**Density-Based Spatial Clustering Applications with Noise**

While k-means clustering relied on providing the number of clusters beforehand, the DBSCAN algorithm is a non-parametric algorithm. Given a set of points, DBSCAN groups together points that are close to each other while also marking outliers. This algorithm can identify clusters even in large spatial datasets by simply highlighting the local density of points. It is also one of the most widely used clustering algorithms, especially for location data. DBSCAN requires two parameters to be supplied before running the algorithm: epsilon and minimum points or samples. Their values significantly influence the results of this algorithm and therefore require some fine-tuning, as well as exploration, before finding suitable clusters.

Epsilon is the parameter that specifies the radius of a neighborhood with respect to other points. In a given set of points, epsilon indicates the distance a point lies closer to a cluster of other points. On the other hand, minimum samples or points set the minimum number of points needed to form a cluster. Based on these two parameters, DBSCAN classifies into three types (this can be more or less depending on these two parameters, but at least one cluster is present):

- Core points (0): A point is a core point when it fulfils the epsilon distance, has the minimum points, and is a neighbor with another core point.
- Border points (1 to n): A point is a border point when it does not fulfil the minimum points required but does share a neighborhood with at least one core point.
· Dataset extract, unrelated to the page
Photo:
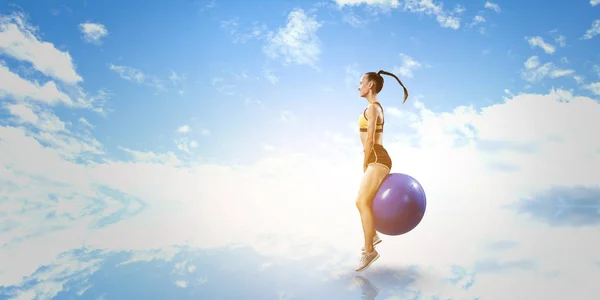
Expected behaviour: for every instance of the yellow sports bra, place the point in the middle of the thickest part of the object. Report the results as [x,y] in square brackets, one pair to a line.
[363,122]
The number of clusters in this category can be many depending on the parameters. 
- Noise Points (-1): A point that does not fulfil the epsilon distance, does not have the minimum points required, and does not share any neighborhood with other core points is known as noise. These are considered outliers.

We can use DBSCAN to primarily detect outliers or noise or in contrast main clusters. We will cover both of these use cases in the next two sections: Detecting outliers and Detecting clusters. We will be using the DBSCAN algorithm from the scikit-learn library. 

***Detecting outliers***

Let's first create coordinates out of the latitude and longitude for the whole data, since we do not need to split the train and test dataset for this algorithm

In [None]:
coords = crime_somerset_gdf[['Latitude', 'Longitude']]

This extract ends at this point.